Wall Street undecided | Press

(New York) The New York Stock Exchange traded in disarray on Friday following the announcement of disappointing job creation in December in the United States.






At 9 a.m., the Dow Jones, which had opened more severely in the red, lost only 0.05%. The NASDAQ rebounded to + 0.58%. The S&P 500 advanced 0.18%.

Thursday, the Dow Jones index had dropped 0.47% to 36,236.34 points, the NASDAQ, with strong technological coloring, 0.13% to 15,080.87 points, after a plunge of 3.34% the day before. The S&P 500 had dropped 0.10% to 4696.06 points.

To the surprise of analysts who expected a boom in employment in the figures, the US economy created only 199,000 jobs in November, far from the 440,000 expected.

This slowdown in hiring statistics reflects a difficult recovery in the labor market in the United States, subject to the vagaries of the pandemic.

The unemployment rate, however, fell brilliantly to 3.9%, its lowest in almost two years, according to another survey of the ministry which is based on households while that on jobs is done with companies.

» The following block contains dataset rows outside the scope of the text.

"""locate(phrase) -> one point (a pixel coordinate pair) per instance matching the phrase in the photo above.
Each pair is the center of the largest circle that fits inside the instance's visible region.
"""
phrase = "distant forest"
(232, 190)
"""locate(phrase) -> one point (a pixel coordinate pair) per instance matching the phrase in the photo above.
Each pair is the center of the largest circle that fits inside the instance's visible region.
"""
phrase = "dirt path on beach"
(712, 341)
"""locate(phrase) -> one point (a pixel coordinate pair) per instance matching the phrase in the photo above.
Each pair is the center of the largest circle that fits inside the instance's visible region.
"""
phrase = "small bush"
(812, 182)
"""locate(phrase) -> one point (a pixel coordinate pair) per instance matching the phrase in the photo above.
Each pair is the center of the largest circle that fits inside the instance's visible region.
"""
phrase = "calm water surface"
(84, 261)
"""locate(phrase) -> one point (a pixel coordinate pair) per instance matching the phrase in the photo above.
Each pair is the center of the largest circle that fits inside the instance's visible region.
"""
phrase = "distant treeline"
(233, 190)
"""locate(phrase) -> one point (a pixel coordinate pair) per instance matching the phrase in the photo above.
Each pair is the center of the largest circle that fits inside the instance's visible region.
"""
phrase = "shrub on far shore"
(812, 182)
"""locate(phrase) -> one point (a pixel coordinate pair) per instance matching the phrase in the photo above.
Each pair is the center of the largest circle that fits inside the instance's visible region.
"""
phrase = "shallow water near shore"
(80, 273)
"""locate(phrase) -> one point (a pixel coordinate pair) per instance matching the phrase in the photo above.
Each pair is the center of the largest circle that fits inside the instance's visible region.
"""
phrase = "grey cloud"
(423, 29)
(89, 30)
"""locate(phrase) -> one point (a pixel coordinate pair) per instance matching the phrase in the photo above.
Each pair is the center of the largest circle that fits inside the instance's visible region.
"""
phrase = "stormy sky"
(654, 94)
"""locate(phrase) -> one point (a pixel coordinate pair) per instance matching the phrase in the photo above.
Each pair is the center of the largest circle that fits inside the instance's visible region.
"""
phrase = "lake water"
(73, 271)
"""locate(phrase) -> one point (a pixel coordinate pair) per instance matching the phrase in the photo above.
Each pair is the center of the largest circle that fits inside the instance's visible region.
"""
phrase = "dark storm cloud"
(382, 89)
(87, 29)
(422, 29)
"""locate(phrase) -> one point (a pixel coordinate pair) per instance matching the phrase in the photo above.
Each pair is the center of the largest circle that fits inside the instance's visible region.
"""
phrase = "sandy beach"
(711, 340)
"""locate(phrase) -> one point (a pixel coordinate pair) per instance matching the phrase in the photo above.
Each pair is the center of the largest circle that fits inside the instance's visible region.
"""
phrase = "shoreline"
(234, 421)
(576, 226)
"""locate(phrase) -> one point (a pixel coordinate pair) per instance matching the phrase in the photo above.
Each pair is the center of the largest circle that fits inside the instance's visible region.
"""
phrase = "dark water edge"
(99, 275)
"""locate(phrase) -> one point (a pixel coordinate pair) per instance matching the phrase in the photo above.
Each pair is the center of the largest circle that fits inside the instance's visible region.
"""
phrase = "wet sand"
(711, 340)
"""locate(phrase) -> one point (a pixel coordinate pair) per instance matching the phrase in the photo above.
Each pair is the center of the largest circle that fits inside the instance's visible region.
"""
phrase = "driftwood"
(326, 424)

Some analysts attributed this dichotomy between the statistics in part to the increase in the number of self-employed workers not yet listed.

But these figures were also worrying, because they do not yet take into account the impact of the Omicron variant. The data was collected before the variant spread across the country and forced a return to telework, the cancellation of thousands of flights, the closure of schools in some counties.

However, for many investors, underlined Patrick O’Hare of Briefing.com, the weakness of job creation should not make the Fed change its mind, as it prepares to raise interest rates in three months.

The wage hike in December, welcome for workers, also raised eyebrows in the market, which sees it as a new sign of inflation.

Hourly wages rose 0.6% last month, more than expected, bringing the year-over-year increase to 4.7%. However, this remains less than the rise in prices.

“The takeaway from the report is that the Fed is on the cusp of reaching its goal of full employment and that rising wages in this tight labor market risk fueling the inflationary pressures it faces. we will have to deal with a firmer monetary policy, ”explained Patrick O’Hare.

Not only is the Fed planning at least three rate hikes of a quarter of a percentage point in 2022 to stem inflation, but it also intends to reduce the mass of bonds to its assets, another small monetary tightening.

For Bart Melek, of TD Securities, the rise in wages “invites the markets to think that the Fed will always consider this employment report as justifying a more severe monetary policy”.

Rates on 10-year Treasuries climbed to 1.75% from 1.72% at the close the day before.

The big names of NASDAQ, heckled since Wednesday and the minutes of the Fed, regained the green like Tesla (+ 0.56%), Amazon (+ 0.78%), or Apple (+ 0.94%).

Bank stocks were once again welcoming the prospect of a rate hike, a more profitable environment for banks. Bank of America took 1.93%, Wells Fargo 2.54% and Citigroup 2%.

The action of the chain of video game stores Gamestop, darling of online punters, soared more than 12% to 147 dollars. Press reports indicate that GameStop will launch a division to develop a market for non-fungible tokens (NFTs), these new types of digital assets, and establish cryptocurrency partnerships.